THE DA VINCI TOUCH

Cork University Maternity Hospital is the only hospital in Europe that performs both cancer and non-cancer procedures using advanced robotics, writes Dan Buckley

THE DA VINCI TOUCH

WHEN it comes to making decisions, there is nothing to match human ingenuity — but try slicing skin, navigating a path through vital organs or stitching a wound and you can’t beat the precision of mechanics.

So, anything a doctor can do, a robot can do better, right? Not quite. Brains still trump brawn, but a growing number of medics are handing over the blood and guts side of their work to robots controlled from computer consoles.

Among them is Dr Barry O’Reilly, consultant in obstetrics and gynaecology at Cork University Maternity Hospital (CUMH), the only hospital in Europe to perform both cancer and non-cancer procedures using advanced robotics.

Dr O’Reilly is among the vanguard of surgeons who operate without handheld scalpels or cutting tools. For him, there is no comparison between robotic technology and the conventional method of bending over the operating table while wearing a powerful headlamp to light up the patient’s insides.

The exact, tremor-free movement of the robot means less stress for both patient and surgeon.

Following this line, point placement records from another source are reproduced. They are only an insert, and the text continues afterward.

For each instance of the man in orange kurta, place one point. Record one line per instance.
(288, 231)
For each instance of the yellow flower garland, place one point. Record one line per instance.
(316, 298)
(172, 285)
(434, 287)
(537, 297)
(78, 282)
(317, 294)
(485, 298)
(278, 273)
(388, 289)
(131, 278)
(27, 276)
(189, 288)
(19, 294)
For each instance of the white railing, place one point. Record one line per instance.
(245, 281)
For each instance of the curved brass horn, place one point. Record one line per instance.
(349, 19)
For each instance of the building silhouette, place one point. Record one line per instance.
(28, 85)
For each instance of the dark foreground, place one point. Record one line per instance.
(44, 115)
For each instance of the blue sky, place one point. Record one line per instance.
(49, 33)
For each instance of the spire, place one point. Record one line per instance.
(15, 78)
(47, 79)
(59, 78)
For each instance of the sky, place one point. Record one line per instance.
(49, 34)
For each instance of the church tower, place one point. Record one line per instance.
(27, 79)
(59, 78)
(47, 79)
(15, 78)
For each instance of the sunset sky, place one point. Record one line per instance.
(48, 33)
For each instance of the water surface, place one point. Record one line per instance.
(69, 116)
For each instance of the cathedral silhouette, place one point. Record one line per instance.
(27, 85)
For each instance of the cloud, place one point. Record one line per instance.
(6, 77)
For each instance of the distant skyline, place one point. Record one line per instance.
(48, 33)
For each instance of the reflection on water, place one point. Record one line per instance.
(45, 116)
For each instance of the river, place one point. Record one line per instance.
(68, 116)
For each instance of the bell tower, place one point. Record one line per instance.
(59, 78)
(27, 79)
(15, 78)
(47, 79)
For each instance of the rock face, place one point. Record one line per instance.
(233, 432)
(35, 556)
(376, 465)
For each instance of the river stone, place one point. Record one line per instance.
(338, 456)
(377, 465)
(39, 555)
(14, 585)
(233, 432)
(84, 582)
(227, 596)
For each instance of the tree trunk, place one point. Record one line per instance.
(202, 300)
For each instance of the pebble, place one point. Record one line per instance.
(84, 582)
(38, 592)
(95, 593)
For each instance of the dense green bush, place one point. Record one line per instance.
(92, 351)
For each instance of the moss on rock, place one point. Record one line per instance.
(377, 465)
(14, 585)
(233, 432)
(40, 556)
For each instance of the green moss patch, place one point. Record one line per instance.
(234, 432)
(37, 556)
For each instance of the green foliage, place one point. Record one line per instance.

“It is a very precise surgical tool,” Dr O’Reilly says. “I compare it to the way you might eat your dinner. You could eat it with a shovel, which approximates open surgery, or you could use a knife — a bit like keyhole surgery. This is more like dining with chopsticks — precise, clinical, delicate.”

This is the 21st century world of robotic surgery but don’t imagine that surgeons are for the scrapheap. The most important tasks, like diagnosis and decision making still depend on brain power.

In any event, the machine has no life of its own and can only do what the surgeon instructs it to do. A good outcome still needs a skilful surgeon and, for all its sophist-ication, the robot is just another medical tool.

CUMH has been designated the First European Robotic Gynaecological Epicentre. While three other epicentres in Europe perform either benign gynaecological or cancer surgeries, CUMH is the first to offer both, under the directorship of O’Reilly and his colleague, fellow obstetrician Dr Matt Hewitt, who specialises in gynaecological oncology.

They use the da Vinci Surgical System. Named to celebrate the famous Renaissance painter and inventor, it enables surgeons to perform complex surgery using a minimally invasive approach. In that respect, it is a 21st century application of the 5th century BC Hippocratic injunction: “First, Do No Harm.”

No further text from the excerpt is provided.